I wasn't that statisfied with my PIC-based sound board - it had quite a bit of noise in its output, was cumbersome to update the sound channels, had untidy microcontroller code and was generally inelegant in design. Still, as a first try it could've been worse.


Soundboard Version 1 - Hmmmmm..

My original idea was to emulate the C64's SID chip (there's an interesting interview with its creator Bob Yannes here) but the PIC microcontrollers I was using weren't fast enough. The Ubicom SX28 with its 75MHz capability, on the other hand, would be.. Simple waveforms like sawtooth, triangle and variable pulse could be generated using the phase accumulating oscillator principle (desc below) and white noise would just need a random number generator. In addition, sampled sound could be played using the the SX's internal SRAM buffer with a Z80 interrupt generated every half-buffer period to get wave data updates.

A few sums revealed that 4 channels would easily be possible at a clock speed of 64MHz and these could be mixed digitally in the microcontroller. This would save having multiple R2R DACs and analogue mixing on the PCB. Also, as the SX has more ports than the PICs I was originally using, it would be easier to update the various sound parameters from the Z80 CPU.

One disadvantage in all this would be a drop in the "purity" of the sound output - it would look (on a scope) like a digitized recording of a SID chip rather than the SID itself. Additionally the digital mixing would reduce the sound resolution unless I had greater than 8 bit output (which I briefly considered but decided it wasn't worth the additonal external logic). In any case I guessed such issues wouldn't be a huge deal - SID emulators on the Amiga always sounded OK and the Soundblaster code I wrote which emulated the Amiga's sound hardware for Giddy3 was also quite acceptible - even at 22KHz output rate. (I'm still not looking for anything like HiFi quality here!)

The Microcontroller Code

I designed my SX sound code to run on the RTCC interrupts at a fixed rate (I left the register update code running "in the background"). One channel's output is calculated every interrupt and all four are mixed every forth to produce the final output for the DAC. The maximum interrupt frequency was arrived at roughly by measuring the longest path through the sound routine code and dividing by 4 (leaving some cycles over for the IRQ overhead and register update code to do its thing when needed). The simple waveforms only took a dozen or so clock cycles each, but they then needed to be scaled to control their volume. White noise was slower with the processing of a 24 bit linear feedback register (desc below) to provide the numbers. The sampled sound playing code took the most SX cycles due to it setting/caching internal pointers and creating the external signals for the Z80 IRQ side* The worst case (including scaling) was about 150 cycles per SX IRQ - but this still meant the SX at 64MHz could update its output at around 100KHz - more than double CD rate (but only 8 bit of course).

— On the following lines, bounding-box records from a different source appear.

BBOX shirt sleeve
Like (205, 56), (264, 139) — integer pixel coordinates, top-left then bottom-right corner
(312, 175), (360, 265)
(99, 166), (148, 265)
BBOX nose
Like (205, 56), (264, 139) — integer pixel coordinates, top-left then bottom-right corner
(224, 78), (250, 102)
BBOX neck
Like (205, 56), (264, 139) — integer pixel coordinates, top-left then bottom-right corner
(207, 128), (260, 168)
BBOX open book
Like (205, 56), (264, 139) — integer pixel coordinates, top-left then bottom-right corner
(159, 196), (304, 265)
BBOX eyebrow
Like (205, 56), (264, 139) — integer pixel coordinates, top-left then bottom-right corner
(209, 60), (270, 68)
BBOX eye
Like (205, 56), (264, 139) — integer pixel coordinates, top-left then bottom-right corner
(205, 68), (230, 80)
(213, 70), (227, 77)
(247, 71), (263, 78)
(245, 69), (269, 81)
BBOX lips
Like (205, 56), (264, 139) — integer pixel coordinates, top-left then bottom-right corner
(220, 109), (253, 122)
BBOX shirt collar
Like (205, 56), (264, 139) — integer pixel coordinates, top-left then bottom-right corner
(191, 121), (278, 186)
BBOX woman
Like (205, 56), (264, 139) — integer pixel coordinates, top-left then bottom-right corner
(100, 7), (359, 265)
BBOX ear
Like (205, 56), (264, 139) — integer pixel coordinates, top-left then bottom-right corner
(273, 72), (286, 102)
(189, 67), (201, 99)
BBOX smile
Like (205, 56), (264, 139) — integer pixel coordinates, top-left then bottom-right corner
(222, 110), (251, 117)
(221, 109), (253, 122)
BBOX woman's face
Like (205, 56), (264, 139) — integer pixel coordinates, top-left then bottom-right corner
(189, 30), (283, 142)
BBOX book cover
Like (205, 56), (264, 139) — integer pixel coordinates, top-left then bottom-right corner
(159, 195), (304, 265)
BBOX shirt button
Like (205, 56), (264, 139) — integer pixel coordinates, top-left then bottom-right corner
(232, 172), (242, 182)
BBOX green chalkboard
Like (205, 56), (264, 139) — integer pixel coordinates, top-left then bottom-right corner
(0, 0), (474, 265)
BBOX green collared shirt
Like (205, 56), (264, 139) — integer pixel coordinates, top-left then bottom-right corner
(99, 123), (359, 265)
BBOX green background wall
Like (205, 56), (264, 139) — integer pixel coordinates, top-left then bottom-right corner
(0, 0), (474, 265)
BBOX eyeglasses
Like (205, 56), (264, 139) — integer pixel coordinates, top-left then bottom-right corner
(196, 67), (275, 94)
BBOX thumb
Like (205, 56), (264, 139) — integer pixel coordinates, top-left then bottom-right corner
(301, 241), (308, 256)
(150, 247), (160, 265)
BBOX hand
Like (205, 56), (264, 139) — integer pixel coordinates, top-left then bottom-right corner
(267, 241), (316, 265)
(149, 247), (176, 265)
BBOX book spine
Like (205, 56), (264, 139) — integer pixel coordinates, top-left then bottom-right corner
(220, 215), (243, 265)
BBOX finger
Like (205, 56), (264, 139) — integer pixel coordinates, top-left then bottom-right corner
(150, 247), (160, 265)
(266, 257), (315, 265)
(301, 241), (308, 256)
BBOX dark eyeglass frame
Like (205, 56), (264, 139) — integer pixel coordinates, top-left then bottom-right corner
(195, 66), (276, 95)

(* In my design only one channel can play interrupt-based sampled sound at a time in order to keep the interrupt signalling simple. With some more external logic all four channels could theoretically play IRQ-based samples - their buffer refill signals could set four flipflops and the OR-sum of those outputs would go to the CPU's IRQ line. The CPU would then need to poll the flipflops to see which channel buffer needs new data. I think double buffering the channels in such a system would be pushing things a tad though, what with the SX's limited SRAM).

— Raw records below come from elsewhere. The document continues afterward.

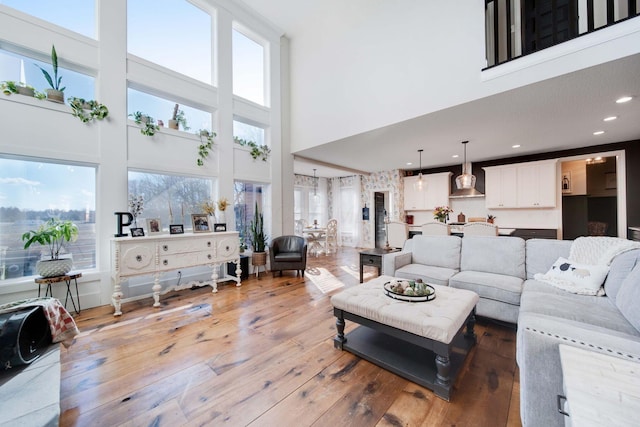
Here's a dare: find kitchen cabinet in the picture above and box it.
[484,160,558,209]
[517,161,557,208]
[111,231,242,316]
[484,166,518,209]
[404,172,451,211]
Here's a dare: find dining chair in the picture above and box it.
[420,221,451,236]
[462,222,498,237]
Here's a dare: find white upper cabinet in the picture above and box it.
[518,161,557,208]
[404,172,451,211]
[485,161,557,209]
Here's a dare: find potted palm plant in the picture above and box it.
[22,218,78,277]
[36,45,65,104]
[249,202,267,267]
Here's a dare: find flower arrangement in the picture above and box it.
[129,194,144,227]
[200,200,216,216]
[218,197,229,212]
[433,206,453,222]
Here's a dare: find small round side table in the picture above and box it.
[35,271,82,314]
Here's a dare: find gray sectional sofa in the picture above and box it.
[383,236,640,427]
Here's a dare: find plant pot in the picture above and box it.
[36,257,73,277]
[47,89,64,104]
[18,86,36,97]
[251,252,267,266]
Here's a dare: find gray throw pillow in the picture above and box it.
[616,264,640,332]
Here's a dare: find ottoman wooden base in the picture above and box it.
[333,308,476,401]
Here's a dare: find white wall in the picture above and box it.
[0,0,284,308]
[290,0,640,152]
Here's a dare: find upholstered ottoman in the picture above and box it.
[331,276,479,400]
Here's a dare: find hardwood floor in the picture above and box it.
[60,248,520,427]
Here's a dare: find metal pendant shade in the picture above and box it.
[456,141,476,190]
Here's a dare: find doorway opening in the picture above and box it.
[561,153,626,240]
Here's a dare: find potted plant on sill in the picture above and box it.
[249,202,267,268]
[168,104,191,131]
[196,129,216,166]
[69,97,109,123]
[36,45,65,104]
[22,218,78,277]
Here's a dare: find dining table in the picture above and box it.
[302,227,327,256]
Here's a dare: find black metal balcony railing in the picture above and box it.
[485,0,640,68]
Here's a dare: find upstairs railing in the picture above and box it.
[485,0,640,68]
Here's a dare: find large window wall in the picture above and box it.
[0,0,282,307]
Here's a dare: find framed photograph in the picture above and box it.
[129,227,144,237]
[169,224,184,234]
[191,214,210,233]
[562,171,571,193]
[147,218,162,235]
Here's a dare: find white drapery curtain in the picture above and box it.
[331,175,362,247]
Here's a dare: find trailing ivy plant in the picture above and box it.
[197,129,217,166]
[69,98,109,123]
[129,111,160,136]
[233,136,271,162]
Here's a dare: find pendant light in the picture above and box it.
[313,168,318,198]
[413,149,426,191]
[456,141,476,190]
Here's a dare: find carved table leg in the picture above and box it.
[111,278,122,316]
[464,308,477,344]
[211,264,220,293]
[151,273,162,307]
[333,313,347,350]
[436,354,451,387]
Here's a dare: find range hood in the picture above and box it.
[449,141,484,199]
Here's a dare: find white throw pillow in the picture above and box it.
[535,257,609,295]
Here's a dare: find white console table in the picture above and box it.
[111,231,242,316]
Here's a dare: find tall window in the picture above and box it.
[233,181,269,248]
[127,0,212,84]
[127,88,213,132]
[0,0,96,38]
[233,120,265,145]
[129,171,214,231]
[232,29,266,105]
[0,157,96,280]
[0,49,95,99]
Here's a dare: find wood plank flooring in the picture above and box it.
[60,248,521,427]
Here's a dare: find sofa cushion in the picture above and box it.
[449,272,524,305]
[518,280,638,335]
[411,235,462,270]
[525,239,571,279]
[460,236,525,283]
[604,249,640,302]
[394,264,458,286]
[616,264,640,331]
[534,257,609,295]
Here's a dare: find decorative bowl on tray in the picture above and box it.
[384,279,436,302]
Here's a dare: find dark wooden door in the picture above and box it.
[522,0,578,54]
[373,192,387,248]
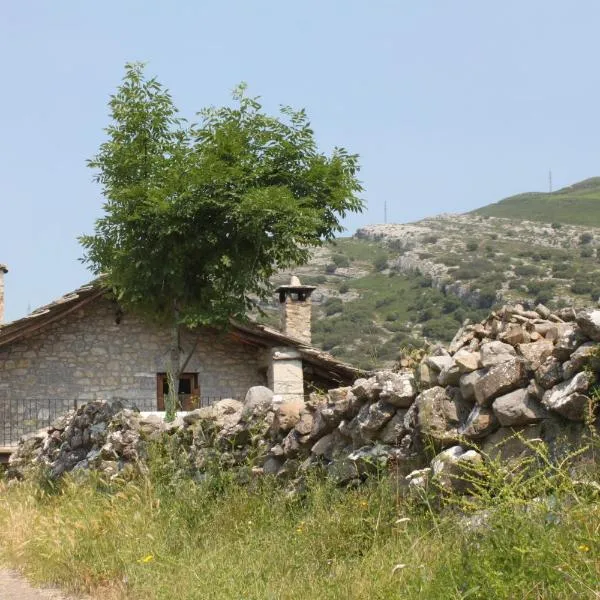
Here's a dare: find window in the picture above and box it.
[156,373,200,410]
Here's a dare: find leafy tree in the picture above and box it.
[80,63,363,420]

As mentioned, the way I created the simple waveforms was to use a SID-like phase accumulator. In my case this was just a 24 bit counter to which I add a 16 bit value (directly related to the desired output frequency) each sample period. I then take bits 12-20 as my 8 bit output..

  
Osc hi:   Osc mid:   Osc lo:
=============================
00000000  00000000   00000000  <- Accumulator
              +
          Freq hi:   Freq Lo:
          00000000   00000000  <- Frequency control
----------------------------          
    0000  0000
    !        !
    '--------'
         !
         '---------------------> 8 bit output
The raw output from the above would be a sawtooth shape, ie: rising and then suddenly dropping to the lowest point again. To make a triangle wave, I test bit 7 of the output and - if 1 - invert the other bits and shift it left. For a variable pulse width wave, I compare the output to an 8 bit pulse-width value held in a register, if it's greater than this I set the output to the channel's volume register and if lower, the output equals zero. This way, the pulse waves dont need any seperate scaling. For the white noise (and samples) I update the output if there's any carry from the Osc_mid byte of the accumulator.

The linear feedback register used for the white noise is just 3 initially random bytes being shifted to the right with the MSB being fed the result of a XOR of various bits in the register.

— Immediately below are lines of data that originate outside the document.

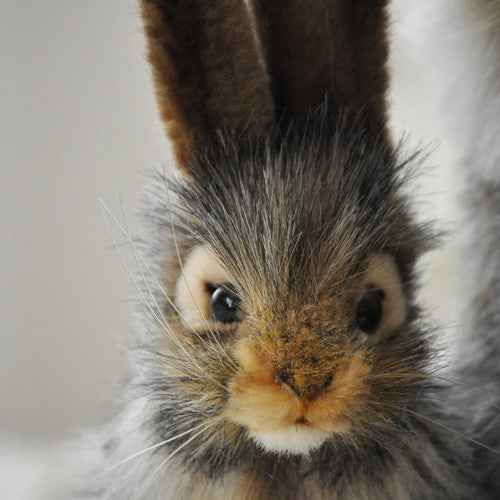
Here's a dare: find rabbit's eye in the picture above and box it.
[356,289,384,333]
[210,286,240,324]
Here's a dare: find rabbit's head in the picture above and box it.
[137,0,428,472]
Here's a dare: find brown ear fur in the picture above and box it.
[251,0,388,125]
[141,0,274,169]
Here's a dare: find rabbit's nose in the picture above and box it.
[277,371,333,401]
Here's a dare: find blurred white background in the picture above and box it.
[0,0,476,498]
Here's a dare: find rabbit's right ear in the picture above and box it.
[141,0,274,170]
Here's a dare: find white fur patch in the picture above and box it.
[175,246,228,330]
[250,425,330,455]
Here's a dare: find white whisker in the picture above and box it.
[87,422,206,484]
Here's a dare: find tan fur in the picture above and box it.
[176,246,406,454]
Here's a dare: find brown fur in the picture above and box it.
[248,0,388,125]
[141,0,274,169]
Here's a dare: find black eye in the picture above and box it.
[210,286,240,324]
[356,290,384,333]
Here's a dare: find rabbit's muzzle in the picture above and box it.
[225,324,371,458]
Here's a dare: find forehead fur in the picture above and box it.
[171,110,422,302]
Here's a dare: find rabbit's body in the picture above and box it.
[80,0,497,499]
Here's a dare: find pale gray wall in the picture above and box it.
[0,0,172,434]
[0,0,460,446]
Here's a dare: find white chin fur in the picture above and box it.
[250,426,329,455]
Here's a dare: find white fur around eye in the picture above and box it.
[175,245,228,330]
[360,254,407,337]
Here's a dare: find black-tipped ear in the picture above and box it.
[251,0,388,125]
[141,0,275,169]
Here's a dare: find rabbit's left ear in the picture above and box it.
[141,0,275,171]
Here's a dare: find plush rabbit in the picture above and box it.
[79,0,500,499]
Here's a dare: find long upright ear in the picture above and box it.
[140,0,275,170]
[251,0,388,123]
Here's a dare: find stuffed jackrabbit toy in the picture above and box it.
[80,0,500,499]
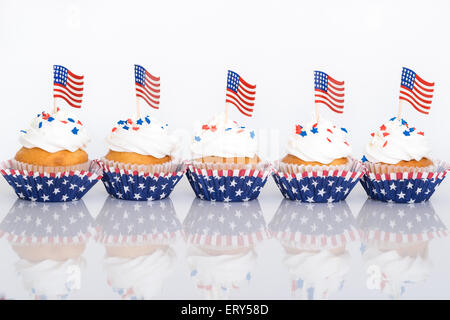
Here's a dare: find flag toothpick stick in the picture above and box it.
[225,70,256,120]
[314,71,345,122]
[398,67,434,118]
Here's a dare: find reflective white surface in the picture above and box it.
[0,178,450,299]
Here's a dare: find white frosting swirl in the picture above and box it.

>>>>>> Rotate Right >>>>>>
MSB                    LSB
00000000 00000000 00000000
!                   !  ! !
'----------<--------+--+-+   <- XOR'd bits
Volume scaling: There's no divide or multiply instructions on the SX of course so my scaling routine uses the "shift and add" method (the equivalent to long multiplication by hand, in binary) to multiply the output by the volume to create a 16bit value, the most significant byte of the result is then the new output.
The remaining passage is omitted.